I implemented this file system tree structure in Python with the following code:

class FileSystemNode:
    def __init__(self, name, is_directory=False):
         = name
        self.is_directory = is_directory
         = []

    def add_child(self, child_node):
        if self.is_directory:
            (child_node)
        else:
            raise ValueError("Cannot add child to a file node")

    def __repr__(self, level=0):
        ret = "\t" * level + repr() + "\n"
        for child in :
            ret += child.__repr__(level + 1)
        return ret

# Creating the file system root directory
root = FileSystemNode("/", is_directory=True)

# Creating subdirectories and files
home = FileSystemNode("home", is_directory=True)
var = FileSystemNode("var", is_directory=True)
etc = FileSystemNode("etc", is_directory=True)

user1 = FileSystemNode("user1", is_directory=True)
user2 = FileSystemNode("user2", is_directory=True)

documents = FileSystemNode("documents", is_directory=True)
pictures = FileSystemNode("pictures", is_directory=True)

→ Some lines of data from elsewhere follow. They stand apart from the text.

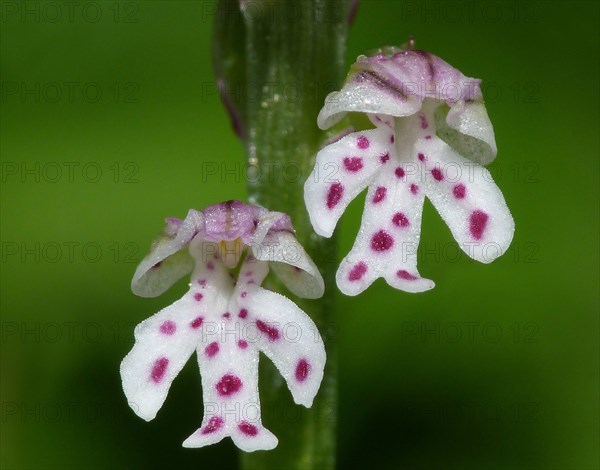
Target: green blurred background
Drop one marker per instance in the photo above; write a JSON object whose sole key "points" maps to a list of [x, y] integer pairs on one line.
{"points": [[110, 122]]}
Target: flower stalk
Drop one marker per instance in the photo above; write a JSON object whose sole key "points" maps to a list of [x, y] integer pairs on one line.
{"points": [[286, 56]]}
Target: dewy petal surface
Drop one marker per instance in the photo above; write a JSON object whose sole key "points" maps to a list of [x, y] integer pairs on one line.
{"points": [[342, 171], [386, 245], [227, 320], [432, 121], [167, 261], [468, 200], [165, 341]]}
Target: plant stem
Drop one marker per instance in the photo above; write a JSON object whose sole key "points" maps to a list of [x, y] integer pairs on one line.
{"points": [[294, 56]]}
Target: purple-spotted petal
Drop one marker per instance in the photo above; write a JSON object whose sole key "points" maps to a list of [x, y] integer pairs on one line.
{"points": [[165, 341], [167, 261], [468, 200], [342, 171], [290, 339], [291, 264], [386, 245]]}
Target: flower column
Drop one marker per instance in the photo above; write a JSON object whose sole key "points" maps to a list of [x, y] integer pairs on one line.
{"points": [[292, 54]]}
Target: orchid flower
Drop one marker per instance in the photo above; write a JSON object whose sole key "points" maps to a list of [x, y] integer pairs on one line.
{"points": [[227, 318], [431, 137]]}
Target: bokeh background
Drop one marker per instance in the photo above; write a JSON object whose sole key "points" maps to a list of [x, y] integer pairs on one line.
{"points": [[110, 122]]}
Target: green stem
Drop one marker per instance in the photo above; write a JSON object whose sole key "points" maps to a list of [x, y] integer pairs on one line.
{"points": [[294, 56]]}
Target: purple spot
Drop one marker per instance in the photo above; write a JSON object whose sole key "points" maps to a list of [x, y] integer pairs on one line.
{"points": [[214, 424], [228, 385], [381, 241], [353, 164], [459, 191], [362, 142], [357, 272], [248, 429], [403, 274], [477, 223], [212, 349], [400, 220], [334, 195], [302, 370], [271, 331], [158, 369], [168, 327], [379, 195]]}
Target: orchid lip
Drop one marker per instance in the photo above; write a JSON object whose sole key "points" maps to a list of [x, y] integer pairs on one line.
{"points": [[431, 136], [227, 318]]}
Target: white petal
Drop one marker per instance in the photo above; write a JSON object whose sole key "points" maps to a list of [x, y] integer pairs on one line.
{"points": [[290, 339], [342, 171], [167, 261], [165, 341], [367, 93], [386, 245], [468, 200], [229, 368], [291, 264], [467, 129]]}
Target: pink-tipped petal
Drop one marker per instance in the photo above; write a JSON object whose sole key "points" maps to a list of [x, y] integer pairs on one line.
{"points": [[167, 261], [343, 170]]}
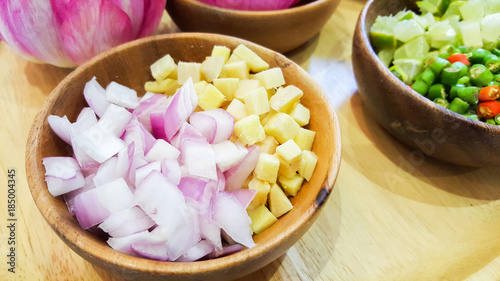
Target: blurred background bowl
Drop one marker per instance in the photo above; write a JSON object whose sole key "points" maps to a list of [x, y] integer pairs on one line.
{"points": [[413, 119], [281, 30], [129, 65]]}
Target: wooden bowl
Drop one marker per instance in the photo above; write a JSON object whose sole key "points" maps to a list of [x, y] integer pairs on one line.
{"points": [[129, 65], [282, 30], [413, 119]]}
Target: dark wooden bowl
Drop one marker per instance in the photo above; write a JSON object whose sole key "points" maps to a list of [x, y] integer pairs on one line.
{"points": [[129, 65], [282, 30], [413, 119]]}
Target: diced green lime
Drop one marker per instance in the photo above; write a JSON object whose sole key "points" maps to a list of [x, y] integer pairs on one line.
{"points": [[426, 7], [415, 49], [386, 55], [472, 10], [410, 67], [441, 34], [471, 33], [407, 30], [405, 15], [453, 9], [382, 40], [425, 20]]}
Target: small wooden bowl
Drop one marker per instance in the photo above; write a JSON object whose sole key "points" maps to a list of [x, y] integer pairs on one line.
{"points": [[282, 30], [129, 65], [413, 119]]}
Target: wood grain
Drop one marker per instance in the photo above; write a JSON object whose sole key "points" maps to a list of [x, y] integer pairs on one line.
{"points": [[391, 216]]}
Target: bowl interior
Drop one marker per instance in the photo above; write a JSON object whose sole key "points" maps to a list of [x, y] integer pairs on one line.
{"points": [[129, 65]]}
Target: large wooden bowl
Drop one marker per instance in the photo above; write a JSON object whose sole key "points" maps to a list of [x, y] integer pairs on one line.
{"points": [[129, 65], [282, 30], [413, 119]]}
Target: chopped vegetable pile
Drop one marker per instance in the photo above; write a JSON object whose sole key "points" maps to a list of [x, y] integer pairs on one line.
{"points": [[448, 53], [206, 158]]}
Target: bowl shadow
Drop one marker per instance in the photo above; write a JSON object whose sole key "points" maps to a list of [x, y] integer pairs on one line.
{"points": [[412, 163]]}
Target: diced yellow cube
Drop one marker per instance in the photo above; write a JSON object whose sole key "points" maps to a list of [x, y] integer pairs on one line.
{"points": [[261, 218], [256, 101], [268, 145], [211, 67], [211, 98], [307, 165], [167, 86], [289, 151], [188, 69], [200, 87], [291, 185], [249, 130], [305, 138], [173, 74], [271, 78], [221, 51], [300, 114], [278, 202], [262, 188], [244, 87], [237, 69], [237, 109], [227, 86], [282, 127], [234, 58], [267, 167], [287, 169], [285, 99], [163, 67], [253, 60]]}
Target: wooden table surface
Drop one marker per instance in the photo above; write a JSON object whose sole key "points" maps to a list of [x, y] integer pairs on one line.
{"points": [[392, 215]]}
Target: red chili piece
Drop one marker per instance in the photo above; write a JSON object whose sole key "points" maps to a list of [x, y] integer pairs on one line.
{"points": [[488, 109], [489, 93], [459, 57]]}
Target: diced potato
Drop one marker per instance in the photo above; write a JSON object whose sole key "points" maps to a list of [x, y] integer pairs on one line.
{"points": [[256, 101], [307, 165], [255, 63], [291, 185], [287, 169], [300, 114], [188, 69], [163, 67], [200, 87], [261, 218], [289, 151], [249, 130], [211, 67], [262, 188], [234, 58], [227, 86], [305, 138], [167, 86], [221, 51], [271, 78], [267, 167], [285, 99], [282, 127], [268, 145], [237, 69], [278, 202], [211, 98], [244, 87], [237, 109]]}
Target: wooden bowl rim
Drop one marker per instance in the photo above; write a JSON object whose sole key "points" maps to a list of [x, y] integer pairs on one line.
{"points": [[402, 87], [314, 5], [84, 243]]}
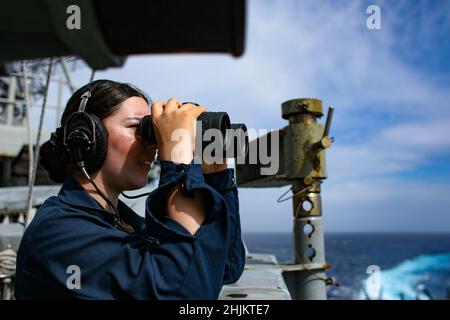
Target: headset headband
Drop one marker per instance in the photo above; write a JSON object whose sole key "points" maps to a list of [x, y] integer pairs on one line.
{"points": [[84, 98]]}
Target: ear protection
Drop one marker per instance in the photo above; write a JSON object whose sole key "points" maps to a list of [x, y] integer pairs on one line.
{"points": [[85, 137]]}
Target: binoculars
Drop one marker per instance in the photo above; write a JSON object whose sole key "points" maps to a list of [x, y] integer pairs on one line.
{"points": [[232, 138]]}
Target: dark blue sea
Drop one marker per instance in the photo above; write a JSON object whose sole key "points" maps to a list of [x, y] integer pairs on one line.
{"points": [[413, 266]]}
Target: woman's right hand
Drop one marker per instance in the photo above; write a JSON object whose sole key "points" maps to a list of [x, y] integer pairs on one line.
{"points": [[175, 129]]}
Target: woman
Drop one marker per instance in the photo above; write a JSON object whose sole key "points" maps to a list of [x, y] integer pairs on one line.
{"points": [[86, 243]]}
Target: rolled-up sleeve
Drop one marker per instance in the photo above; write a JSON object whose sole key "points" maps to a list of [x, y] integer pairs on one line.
{"points": [[218, 255], [224, 183]]}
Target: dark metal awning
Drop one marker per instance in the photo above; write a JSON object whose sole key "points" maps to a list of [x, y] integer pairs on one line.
{"points": [[110, 30]]}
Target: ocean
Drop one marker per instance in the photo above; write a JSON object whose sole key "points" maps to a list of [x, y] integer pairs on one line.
{"points": [[412, 266]]}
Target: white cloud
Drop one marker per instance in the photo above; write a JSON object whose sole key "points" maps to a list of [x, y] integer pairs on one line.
{"points": [[323, 49]]}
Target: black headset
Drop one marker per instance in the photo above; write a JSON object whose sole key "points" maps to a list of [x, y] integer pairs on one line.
{"points": [[85, 137]]}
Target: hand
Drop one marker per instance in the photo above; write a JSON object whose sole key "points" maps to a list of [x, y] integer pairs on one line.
{"points": [[175, 128]]}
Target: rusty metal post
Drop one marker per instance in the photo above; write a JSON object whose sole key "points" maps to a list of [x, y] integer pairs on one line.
{"points": [[304, 142]]}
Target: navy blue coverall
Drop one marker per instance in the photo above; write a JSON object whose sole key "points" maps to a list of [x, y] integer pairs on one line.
{"points": [[161, 260]]}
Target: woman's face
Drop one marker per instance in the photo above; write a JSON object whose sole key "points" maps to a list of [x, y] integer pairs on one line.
{"points": [[129, 156]]}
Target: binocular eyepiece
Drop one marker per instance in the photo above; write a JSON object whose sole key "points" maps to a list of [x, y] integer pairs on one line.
{"points": [[215, 127]]}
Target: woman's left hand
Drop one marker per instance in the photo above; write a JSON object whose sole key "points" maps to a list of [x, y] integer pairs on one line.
{"points": [[214, 167]]}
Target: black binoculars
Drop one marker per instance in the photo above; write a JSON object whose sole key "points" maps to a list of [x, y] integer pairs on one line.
{"points": [[233, 137]]}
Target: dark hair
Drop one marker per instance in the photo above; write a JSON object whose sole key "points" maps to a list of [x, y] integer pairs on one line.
{"points": [[106, 97]]}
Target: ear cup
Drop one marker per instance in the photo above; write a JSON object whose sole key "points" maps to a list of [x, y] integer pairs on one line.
{"points": [[86, 140], [97, 155]]}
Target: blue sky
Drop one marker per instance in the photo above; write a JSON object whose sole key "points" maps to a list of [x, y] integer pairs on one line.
{"points": [[389, 169]]}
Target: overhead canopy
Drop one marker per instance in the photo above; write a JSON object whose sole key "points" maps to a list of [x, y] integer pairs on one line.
{"points": [[111, 30]]}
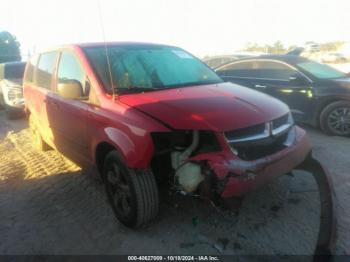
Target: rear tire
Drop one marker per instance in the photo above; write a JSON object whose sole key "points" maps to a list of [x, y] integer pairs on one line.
{"points": [[38, 141], [132, 194], [335, 118]]}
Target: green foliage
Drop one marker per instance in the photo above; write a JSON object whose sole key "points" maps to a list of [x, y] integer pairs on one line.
{"points": [[9, 48]]}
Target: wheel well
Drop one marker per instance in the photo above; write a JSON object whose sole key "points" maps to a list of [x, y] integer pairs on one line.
{"points": [[101, 152]]}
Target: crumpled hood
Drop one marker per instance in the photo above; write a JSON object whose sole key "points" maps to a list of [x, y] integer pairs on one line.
{"points": [[220, 107]]}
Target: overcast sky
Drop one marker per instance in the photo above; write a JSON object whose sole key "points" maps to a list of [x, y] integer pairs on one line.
{"points": [[200, 26]]}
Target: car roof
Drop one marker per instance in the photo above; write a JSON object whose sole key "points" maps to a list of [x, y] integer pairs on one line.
{"points": [[102, 44], [292, 59], [12, 63]]}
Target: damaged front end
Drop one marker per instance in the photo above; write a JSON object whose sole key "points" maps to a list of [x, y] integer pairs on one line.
{"points": [[230, 164]]}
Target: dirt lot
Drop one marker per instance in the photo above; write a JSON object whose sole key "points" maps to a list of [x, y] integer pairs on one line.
{"points": [[50, 206]]}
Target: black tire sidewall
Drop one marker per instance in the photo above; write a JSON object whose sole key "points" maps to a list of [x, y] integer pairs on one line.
{"points": [[114, 157], [325, 114]]}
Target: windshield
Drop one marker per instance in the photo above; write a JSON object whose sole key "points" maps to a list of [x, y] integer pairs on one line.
{"points": [[321, 71], [144, 68]]}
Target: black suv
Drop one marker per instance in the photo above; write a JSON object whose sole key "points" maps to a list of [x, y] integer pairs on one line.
{"points": [[317, 93]]}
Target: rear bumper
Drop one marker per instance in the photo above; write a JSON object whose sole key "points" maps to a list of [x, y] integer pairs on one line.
{"points": [[244, 176]]}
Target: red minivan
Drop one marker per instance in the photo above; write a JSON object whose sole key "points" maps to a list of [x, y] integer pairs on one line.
{"points": [[141, 113]]}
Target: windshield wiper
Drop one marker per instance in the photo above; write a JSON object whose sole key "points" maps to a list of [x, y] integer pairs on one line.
{"points": [[135, 89]]}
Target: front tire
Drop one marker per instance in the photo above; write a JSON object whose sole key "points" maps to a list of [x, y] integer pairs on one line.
{"points": [[335, 118], [38, 141], [132, 194]]}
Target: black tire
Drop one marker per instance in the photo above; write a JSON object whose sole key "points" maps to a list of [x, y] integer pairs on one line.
{"points": [[335, 118], [38, 141], [132, 194]]}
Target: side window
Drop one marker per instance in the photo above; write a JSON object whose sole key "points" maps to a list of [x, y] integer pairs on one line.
{"points": [[69, 69], [239, 69], [31, 64], [45, 69], [273, 70]]}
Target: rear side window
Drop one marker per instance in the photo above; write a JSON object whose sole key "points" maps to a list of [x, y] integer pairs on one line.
{"points": [[258, 69], [69, 69], [14, 70], [45, 69], [274, 70], [31, 64]]}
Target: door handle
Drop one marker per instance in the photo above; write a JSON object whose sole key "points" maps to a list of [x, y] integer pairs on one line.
{"points": [[260, 86]]}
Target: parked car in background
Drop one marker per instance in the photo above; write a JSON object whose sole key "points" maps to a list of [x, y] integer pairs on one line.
{"points": [[143, 113], [317, 94], [334, 57], [11, 92], [216, 61]]}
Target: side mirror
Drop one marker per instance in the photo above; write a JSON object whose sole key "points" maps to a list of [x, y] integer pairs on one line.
{"points": [[70, 89], [298, 80]]}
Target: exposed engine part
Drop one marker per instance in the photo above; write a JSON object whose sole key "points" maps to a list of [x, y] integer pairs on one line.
{"points": [[187, 174], [189, 177]]}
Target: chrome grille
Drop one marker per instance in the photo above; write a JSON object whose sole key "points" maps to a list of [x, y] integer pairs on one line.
{"points": [[261, 140]]}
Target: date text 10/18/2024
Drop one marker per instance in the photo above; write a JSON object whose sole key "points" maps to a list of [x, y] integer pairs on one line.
{"points": [[173, 258]]}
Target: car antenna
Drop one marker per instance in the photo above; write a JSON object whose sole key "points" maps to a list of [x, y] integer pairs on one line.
{"points": [[106, 51]]}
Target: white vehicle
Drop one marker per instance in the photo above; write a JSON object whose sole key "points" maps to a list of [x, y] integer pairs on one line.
{"points": [[11, 91]]}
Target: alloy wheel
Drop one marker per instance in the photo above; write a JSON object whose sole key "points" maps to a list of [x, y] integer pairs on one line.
{"points": [[339, 120]]}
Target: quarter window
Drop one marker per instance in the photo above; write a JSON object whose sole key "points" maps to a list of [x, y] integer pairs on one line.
{"points": [[274, 70], [258, 69], [45, 69], [29, 77], [69, 69]]}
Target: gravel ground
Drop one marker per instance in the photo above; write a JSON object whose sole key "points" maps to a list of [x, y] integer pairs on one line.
{"points": [[48, 205]]}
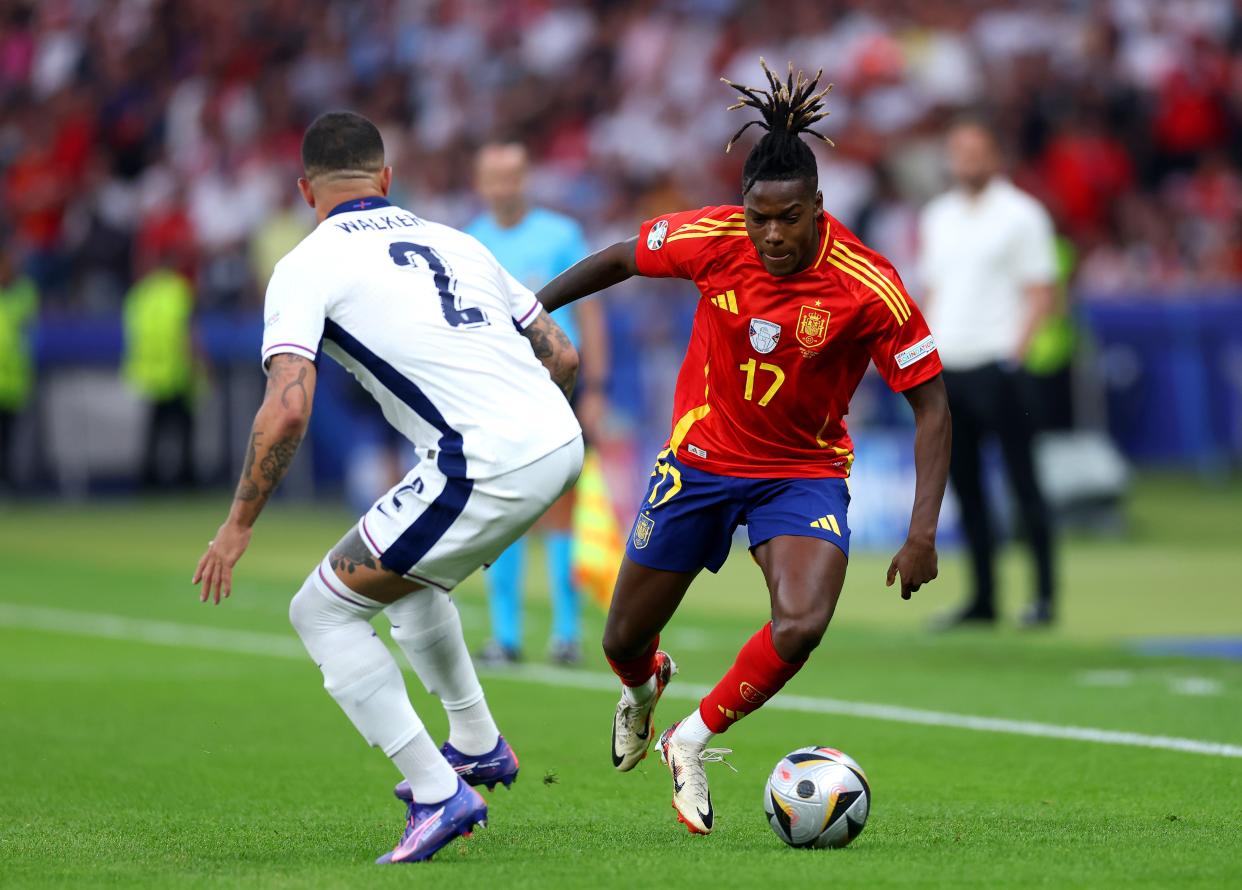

file1 = FileSystemNode("")
photo1 = FileSystemNode("")

# Build the file system tree
root.add_child(home)
root.add_child(var)
root.add_child(etc)

home.add_child(user1)
home.add_child(user2)

user1.add_child(documents)
user1.add_child(pictures)

documents.add_child(file1)
pictures.add_child(photo1)

# Printing the file system tree
print(root)

Run the code to get the output as shown below:

'/'
	'home'
		'user1'
			'documents'
				''
			'pictures'
				''
		'user2'
	'var'
	'etc'

You can see that this folder structure is a multiforked tree, where a parent node can have multiple children.
The decision tree mentioned at the very beginning is also an application of a tree structure. Here is the definition of a tree and three traversal algorithms implemented in Python:

class TreeNode.
    def __init__(self, value=0, left=None, right=None): def __init__(self, value=0, left=None, right=None).
         = value
         = left
         = right


# Create a simple binary tree
root = TreeNode(1)
 = TreeNode(2)
 = TreeNode(3)
 = TreeNode(4)
 = TreeNode(5)


# Pre-order traversal
def pre_order_traversal(node).
    if not node: return
        print(, end=' ')
    print(, end=' ')
    pre_order_traversal()
    pre_order_traversal()

# Mid-order traversal
def mid_order_traversal(node).
    if not node: return
        return
    mid_order_traversal()
    print(, end=' ')
    mid_order_traversal()

# Post-order traversal
def post_order_traversal(node).
    if not node: return
        if not node: return
    post_order_traversal()
    post_order_traversal()
    print(, end=' ')

# Call preorder traversal
pre_order_traversal(root) # Output: 1 2 4 5 3
print("-------------------------\r\n")
mid_order_traversal(root)
print("-------------------------\r\n")
post_order_traversal(root)

I'm continuing to study the rest of Tree's case tomorrow, day arching and living up to my years.